Population (2026-01-01)
- • Total: 622
- • Density: 148/km^{2} (383/sq mi)
- Time zone: UTC+1 (CET)
- • Summer (DST): UTC+2 (CEST)
- Postal code: 273 51
- Website: www.svarov.eu

= Svárov (Kladno District) =

Svárov is a municipality and village in Kladno District in the Central Bohemian Region of the Czech Republic. It has about 600 inhabitants.

==Etymology==
The name Svárov was derived from the personal name Svár, meaning "Svár's (property)".

==Geography==
Svárov is located about 8 km south of Kladno and 12 km west of Prague. It lies in the Křivoklát Highlands. The Loděnice River briefly flows through the municipal territory. In the centre of the village is the fishpond Svárovský rybník.

==History==
The first written mention of Svárov is from 1249, when it was owned by the Břevnov Monastery. It was owned by various lesser nobles for most of its history.

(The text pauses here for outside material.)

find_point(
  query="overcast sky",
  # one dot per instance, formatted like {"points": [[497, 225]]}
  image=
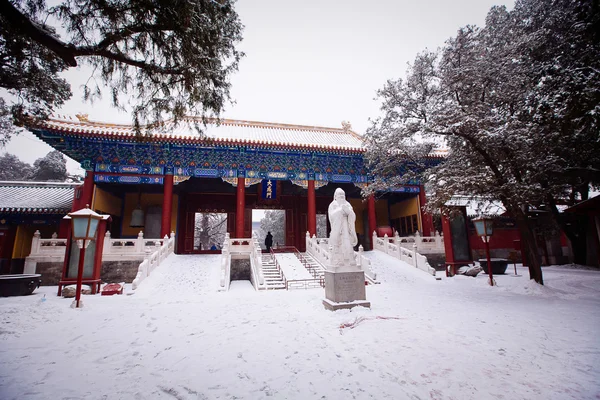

From 1732 until the establishment of an independent municipality in 1850, the village was part of the Buštěhrad estate.

==Transport==
There are no railways or major roads passing through the municipality.

==Sights==
The main landmark of Svárov is the Church of Saint Lucas. It was first documented in 1352, but it has a Romanesque core, which indicates an older origin. The church was probably extended in the late Renaissance period, then it was baroque rebuilt.